What if there was a way to go back to simple, constrained posts that do not require an app (not even a web app) that others can consume via direct introspection or RSS (like OG Twitter).

Enter: Daft Social, the “Anti-Social Social Network for Minimalists”. Its creators are all about simplification and reduction.

Your “client” is your email app, and they only accept posts that fit in the subject line (bodies are ignored). If you have an image you want to show the world, it has to have a URL, and you just need to provide the URL to it, and Daft Social will render it.

Signup is easy. You go here to claim a username, and it generates a random XYZ@daft.social email address. No passwords. No account management. And, no deleting. Just send an email to that addy and you can post away.

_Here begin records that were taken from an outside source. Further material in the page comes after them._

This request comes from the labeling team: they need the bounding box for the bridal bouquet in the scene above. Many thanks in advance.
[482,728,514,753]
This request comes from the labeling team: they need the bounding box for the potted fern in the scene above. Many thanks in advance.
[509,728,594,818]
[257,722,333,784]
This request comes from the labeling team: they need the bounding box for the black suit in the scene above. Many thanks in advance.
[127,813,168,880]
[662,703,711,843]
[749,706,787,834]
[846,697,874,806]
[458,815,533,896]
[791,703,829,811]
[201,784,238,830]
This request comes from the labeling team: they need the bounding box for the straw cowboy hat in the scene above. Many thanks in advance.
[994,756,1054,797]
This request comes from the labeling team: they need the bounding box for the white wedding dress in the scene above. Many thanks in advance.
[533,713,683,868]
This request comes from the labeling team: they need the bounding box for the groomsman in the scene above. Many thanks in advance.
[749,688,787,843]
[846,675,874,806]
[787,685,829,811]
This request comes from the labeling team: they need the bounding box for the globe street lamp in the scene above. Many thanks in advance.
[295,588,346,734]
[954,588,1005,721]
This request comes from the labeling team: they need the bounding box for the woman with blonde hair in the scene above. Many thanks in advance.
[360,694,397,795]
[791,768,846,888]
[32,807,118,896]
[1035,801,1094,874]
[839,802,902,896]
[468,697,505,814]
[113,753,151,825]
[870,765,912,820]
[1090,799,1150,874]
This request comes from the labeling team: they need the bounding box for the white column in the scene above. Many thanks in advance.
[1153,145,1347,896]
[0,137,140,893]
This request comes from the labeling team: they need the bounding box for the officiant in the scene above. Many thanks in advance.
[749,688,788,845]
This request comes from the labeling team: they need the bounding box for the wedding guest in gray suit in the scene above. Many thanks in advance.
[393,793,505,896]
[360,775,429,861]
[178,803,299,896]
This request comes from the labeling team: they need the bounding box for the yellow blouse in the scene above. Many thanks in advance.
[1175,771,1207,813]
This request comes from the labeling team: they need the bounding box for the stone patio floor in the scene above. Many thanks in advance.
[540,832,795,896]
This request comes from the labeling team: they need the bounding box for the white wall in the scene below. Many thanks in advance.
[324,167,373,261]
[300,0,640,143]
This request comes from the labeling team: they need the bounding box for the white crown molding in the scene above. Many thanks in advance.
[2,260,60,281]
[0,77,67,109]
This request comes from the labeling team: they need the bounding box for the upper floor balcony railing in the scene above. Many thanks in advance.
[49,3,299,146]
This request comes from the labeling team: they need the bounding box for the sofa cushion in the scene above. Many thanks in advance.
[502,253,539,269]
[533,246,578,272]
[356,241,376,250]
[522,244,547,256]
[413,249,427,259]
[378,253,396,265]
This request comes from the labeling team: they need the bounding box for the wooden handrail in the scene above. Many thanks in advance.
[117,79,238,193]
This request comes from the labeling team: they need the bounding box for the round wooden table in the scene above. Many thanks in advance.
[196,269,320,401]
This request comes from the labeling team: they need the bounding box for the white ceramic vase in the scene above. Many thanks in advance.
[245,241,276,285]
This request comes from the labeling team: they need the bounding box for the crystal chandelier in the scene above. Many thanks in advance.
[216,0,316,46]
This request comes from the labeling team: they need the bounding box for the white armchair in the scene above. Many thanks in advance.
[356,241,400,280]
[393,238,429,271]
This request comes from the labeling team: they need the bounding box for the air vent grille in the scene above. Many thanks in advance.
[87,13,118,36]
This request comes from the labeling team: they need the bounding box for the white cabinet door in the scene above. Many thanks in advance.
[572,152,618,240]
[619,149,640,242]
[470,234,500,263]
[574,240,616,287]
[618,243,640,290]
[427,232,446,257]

Here’s my nascent page there.

Read their FAQ, sign up, and (optionally) drop me a link so I can add it to my Inoreader RSS folder for Daft Social posts!

modd

Photo by Andrea Piacquadio on Pexels.com

We’ve covered devd back in 2022, but forgot to cover it’s sibling modd. We’re rectifying that mistake right now.

Fundamentally, modd is a “developer tool that triggers commands and manages daemons in response to filesystem changes.” On startup, it looks for a file called modd.conf in the current directory. These configuration files contain one or more blocks of commands, each of which can be triggered on changes to files matching a set of file (glob) patterns.

The modd directives serve two purposes:

  • prep directives will run and terminate the command. These are suitable for tasks such as running tests, linters, or even compiling programs. These are run in order of occurrence.
  • daemon directives execute and keep running. These are well-suited to firing up databases or webservers. When these blocks are triggered, the components that are running are sent a SIGHUP (this is changeable). They’re also restarted if the processes ever exit.

The devd utility used modd under the hood.

There are some examples to help get you started with this simple, yet powerful, filesystem watcher.

PROMPT_COMMAND/precmd

Photo by Engin Akyurt on Pexels.com

Many readers likely use or at least know about Bash’s PROMPT_COMMAND or Zsh’s [precmd](https://github.com/rothgar/mastering-zsh/blob/master/docs/config/hooks.md). They power many of the “cool” prompts you either see or use yourself.

If you aren’t familar with them, the TL;DR for them is that the code in them will run before the PS1 prompt is set. While this capability is often used to provide information that will ultimately go into PS1, you are not limited to just that functionality.

I came across this Eternal Shell History the other week and thought it was a pretty clever idea, and felt I should pass it on, if only to inspire you to come up with an equally clever hack or two of your own.